Perhaps the better analogy would be that Trump promised to stay in Chicago and middle America. Instead, Trump has gotten caught up in the Beltway swamp and NY-LA media glare, or at least it might appear that way to Coulter. That, supposedly, has been the disappointing feature of the Trump presidency — that’s he’s been co-opted by the swamp and focused too much on his coverage to get tough and force his will on Congress and the courts. Going to either LA or NY is part of the problem, not the solution.

This seems a bit … premature, if not over-the-top. Polling shows that Trump’s base remains patient while his administration gets its sea legs, even after a fumbling response after the firing of James Comey. His media surrogates like Coulter and some others have no patience at all. This isn’t the same as the so-called “Trump haters” (or other “Trump lovers,” for that matter) seeing everything through the prism of their 2016 positions; it feels like panic, as if Trump has mere weeks left in his presidency rather than 43 months.

Coulter’s charge that Trump’s nepotism (having Jared Kushner and his daughter Ivanka in the White House) amounts to a surprising hint of fascism seems even more odd. Trump’s most vociferous backers — Coulter included — hailed Trump’s business track record as his best qualification to run the federal government. Trump’s business track record shows a very solid streak of nepotism, though, and nepotism isn’t what made the fascisti a danger either. Having Jared and Ivanka in the White House as advisers hardly presents the kind of nepotistic threat to separation of powers and independent checks on the presidency as, say, appointing one’s younger brother as Attorney General — and yet we all managed to get past the John F. Kennedy era without fascism raising its ugly head.

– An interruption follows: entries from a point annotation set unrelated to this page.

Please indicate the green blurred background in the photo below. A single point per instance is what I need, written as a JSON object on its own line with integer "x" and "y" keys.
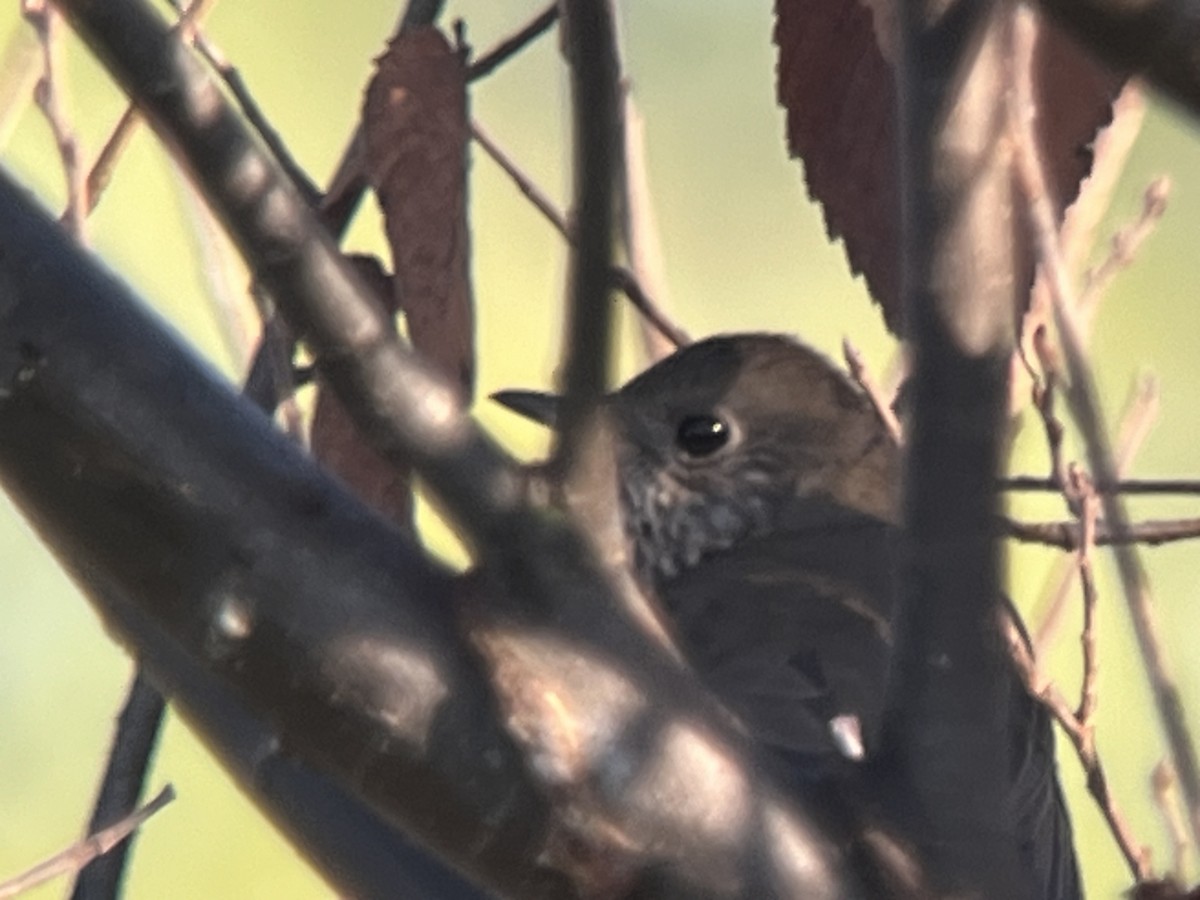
{"x": 743, "y": 249}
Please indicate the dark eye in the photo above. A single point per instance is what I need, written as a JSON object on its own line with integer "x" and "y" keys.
{"x": 701, "y": 436}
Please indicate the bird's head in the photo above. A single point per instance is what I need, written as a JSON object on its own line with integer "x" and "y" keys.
{"x": 737, "y": 436}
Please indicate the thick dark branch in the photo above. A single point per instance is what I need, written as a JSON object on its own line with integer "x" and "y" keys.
{"x": 591, "y": 49}
{"x": 951, "y": 703}
{"x": 409, "y": 412}
{"x": 1065, "y": 535}
{"x": 513, "y": 45}
{"x": 209, "y": 540}
{"x": 1156, "y": 39}
{"x": 129, "y": 760}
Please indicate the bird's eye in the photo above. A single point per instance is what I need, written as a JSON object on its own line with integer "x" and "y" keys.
{"x": 701, "y": 436}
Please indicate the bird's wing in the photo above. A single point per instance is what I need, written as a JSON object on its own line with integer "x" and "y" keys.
{"x": 791, "y": 630}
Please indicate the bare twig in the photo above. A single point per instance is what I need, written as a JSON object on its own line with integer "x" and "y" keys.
{"x": 232, "y": 77}
{"x": 864, "y": 379}
{"x": 1139, "y": 415}
{"x": 621, "y": 277}
{"x": 1137, "y": 856}
{"x": 1039, "y": 484}
{"x": 639, "y": 228}
{"x": 1085, "y": 409}
{"x": 1125, "y": 246}
{"x": 513, "y": 45}
{"x": 589, "y": 43}
{"x": 106, "y": 162}
{"x": 51, "y": 95}
{"x": 1167, "y": 797}
{"x": 79, "y": 855}
{"x": 525, "y": 184}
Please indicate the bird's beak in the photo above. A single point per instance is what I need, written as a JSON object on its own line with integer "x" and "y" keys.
{"x": 539, "y": 407}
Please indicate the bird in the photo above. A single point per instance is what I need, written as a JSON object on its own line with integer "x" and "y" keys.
{"x": 759, "y": 493}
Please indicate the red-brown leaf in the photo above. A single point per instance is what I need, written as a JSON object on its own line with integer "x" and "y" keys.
{"x": 839, "y": 91}
{"x": 415, "y": 130}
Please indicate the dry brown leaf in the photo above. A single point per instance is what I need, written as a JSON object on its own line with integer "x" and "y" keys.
{"x": 839, "y": 91}
{"x": 341, "y": 449}
{"x": 414, "y": 121}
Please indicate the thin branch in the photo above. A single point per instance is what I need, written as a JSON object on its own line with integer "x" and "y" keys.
{"x": 1038, "y": 484}
{"x": 513, "y": 45}
{"x": 864, "y": 379}
{"x": 1156, "y": 39}
{"x": 246, "y": 102}
{"x": 1139, "y": 415}
{"x": 387, "y": 727}
{"x": 1110, "y": 153}
{"x": 621, "y": 277}
{"x": 1167, "y": 798}
{"x": 637, "y": 227}
{"x": 1125, "y": 246}
{"x": 948, "y": 751}
{"x": 79, "y": 855}
{"x": 1089, "y": 696}
{"x": 1065, "y": 535}
{"x": 51, "y": 96}
{"x": 1137, "y": 856}
{"x": 1085, "y": 409}
{"x": 129, "y": 760}
{"x": 525, "y": 184}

It may be that the Trump presidency produces nothing of interest for border hawks or conservatives, save the important judicial nominations on which the White House wants the latter to focus, but we have a long way to go and a midterm election to watch before we even get close to that conclusion. But that’s hardly a new concern either; many of us pointed out that risk during the GOP primary fight, and were roundly dismissed by Coulter and other Trump supporters at the time. I warned sixteen months ago that a Trump presidency could follow the same arc as Jesse Ventura’s disastrous term as Minnesota governor:

It’s possible that an anti-establishment outsider could shake up the existing order and provide the kind of leadership needed to forge new alliances and make sharp improvements. It seems more likely that both Trump and Sanders would become another Jesse Ventura – an executive with no alliances, whose inexperience and/or antipathy toward institutions produces little but a lost four years and strengthening of the party establishments they both seek to demolish.

As that ancient Minnesota proverb warns, be careful what you wish for, uff dah – you might just get it, you betcha.

We’re hardly there yet, though. The FY2018 budget has only just begun to get attention, and while there may still be difficulties in getting border-wall funding, the White House hasn’t abandoned it yet. Perhaps everyone just needs to pull the car over and take a deep breath.